Zorbalık ve çevrimiçi güvenlik araştırmalarıyla dünya çapında ün salan Dublin City Üniversitesi’nde görev yapan Dr. Sinan Aşçı siber zorbalık ve kendine zarar verme davranışlarını tespit edebilecek bir ebeveyn kontrol teknolojisi projesi üzerine çalışıyor. Aşçı’ya göre önce ebeveynler ‘internet görgü kuralları’na uymalı
Okulda, gündelik yaşamda, iş hayatında sıklıkla karşımıza çıkan bir terim var artık: Zorbalık. Sadece çocuk ve gençlerin yaşadığı bir problem olarak görülse de iş hayatında ve sosyal yaşamda yetişkinlerin de maruz kaldığı bir şiddet türü olan zorbalık, son yıllarda internet ve sosyal medyanın yaygınlaşmasıyla yeni bir boyut kazandı ve 'siber zorbalık' olarak dijital ortamlara taşındı. Öyle ki, dünya genelinde sonu intihara varan psikolojik sorunlara neden olan siber zorbalık artık ciddi bir toplumsal sorun olarak görülüyor. Hal böyle olunca da siber zorbalığı önlemek ve bilinçlendirme sağlamak amacıyla uluslararası alanda pek çok uzman farklı çalışmalara imza atıyor.
İrlanda'daki Dublin Şehir Üniversitesi (Dublin City University) bünyesinde bulunan Zorbalıkla Mücadele Merkezi de (Anti-bullying Centre) bu alanda çalışmalara imza atan merkezlerden biri. Zorbalık ve çevrimiçi güvenlik konusundaki araştırmalarıyla dünya çapında ün salan bu merkezde bir de Türk uzman görev yapıyor. Doktora sonrası araştırmacı olarak görev alan Dr. Sinan Aşçı, şimdilerde siber zorbalık ve kendine zarar verme davranışlarının tespit edilmesine yardımcı olacak bir ebeveyn kontrol teknolojisi geliştiren bir yazılım projesi üzerine çalışıyor.
Bir uzman gözüyle zorbalığı nasıl tanımlarsınız?
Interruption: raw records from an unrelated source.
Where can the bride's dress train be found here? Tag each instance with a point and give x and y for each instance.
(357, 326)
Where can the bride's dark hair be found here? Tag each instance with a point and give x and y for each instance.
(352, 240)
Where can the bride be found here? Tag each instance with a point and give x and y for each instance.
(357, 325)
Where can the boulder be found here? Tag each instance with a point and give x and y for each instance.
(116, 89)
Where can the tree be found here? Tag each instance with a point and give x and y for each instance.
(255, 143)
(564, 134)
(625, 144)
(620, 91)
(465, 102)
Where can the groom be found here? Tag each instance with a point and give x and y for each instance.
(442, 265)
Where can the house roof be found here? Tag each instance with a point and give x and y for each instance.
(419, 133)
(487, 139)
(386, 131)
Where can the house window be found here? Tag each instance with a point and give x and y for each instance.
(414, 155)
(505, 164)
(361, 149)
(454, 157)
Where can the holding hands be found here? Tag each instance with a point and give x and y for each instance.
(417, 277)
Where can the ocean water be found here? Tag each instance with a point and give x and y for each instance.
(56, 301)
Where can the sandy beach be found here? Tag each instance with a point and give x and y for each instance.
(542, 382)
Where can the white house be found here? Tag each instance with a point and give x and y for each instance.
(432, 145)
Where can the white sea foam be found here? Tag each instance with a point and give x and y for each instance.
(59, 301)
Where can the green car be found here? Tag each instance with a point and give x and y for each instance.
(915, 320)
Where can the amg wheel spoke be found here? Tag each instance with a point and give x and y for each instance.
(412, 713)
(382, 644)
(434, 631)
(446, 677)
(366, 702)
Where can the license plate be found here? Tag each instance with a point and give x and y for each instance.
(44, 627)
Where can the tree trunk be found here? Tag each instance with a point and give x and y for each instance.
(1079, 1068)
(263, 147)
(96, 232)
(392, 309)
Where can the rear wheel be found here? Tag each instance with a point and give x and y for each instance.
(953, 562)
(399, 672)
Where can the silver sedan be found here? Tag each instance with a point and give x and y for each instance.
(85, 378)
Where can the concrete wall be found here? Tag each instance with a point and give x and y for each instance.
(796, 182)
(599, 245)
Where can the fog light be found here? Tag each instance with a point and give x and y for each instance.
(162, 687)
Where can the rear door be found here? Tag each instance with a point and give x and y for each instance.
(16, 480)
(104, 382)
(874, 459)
Zorbalık, bir bireyin veya grubun başka bir bireye veya gruba karşı tekrarlayan fiziksel, sözel veya psikolojik saldırgan davranışlarda bulunması olarak tanımlanır. Geleneksel akran zorbalığı, 1990’ların başında kendini savunamayacak kadar zayıf, güçsüz ya da psikolojik olarak savunmasız bir kurbana yönelik tekrarlayan fiziksel, sözel, psikolojik ataklar veya tehditler şeklinde tanımlanıyor. Günümüzdeki çalışmaları da bu tanımı baz alarak yapıyoruz.
Sosyal hayatta da var
Siber zorbalığı da zorbalık çatısı altında değerlendirebilir miyiz?
Siber zorbalık kavramını ilk duyduğumuzda, genellikle bunun sadece çocukların veya gençlerin yaşadığı bir sorun olduğunu düşünüyoruz. Ancak bu teknoloji tabanlı fiziksel ve duygusal suistimal, son yıllarda yalnızca çocuklar ya da gençlerle sınırlı olmayan daha geniş bir toplumsal sorun olarak karşımıza çıkıyor. Öyle ki iş yerlerinde, kapalı toplantılarda ve hatta günlük sosyal etkileşimlerde bile rastlamak mümkün.
Dijital dünyada hangi paylaşımları siber zorbalık olarak sayabiliriz?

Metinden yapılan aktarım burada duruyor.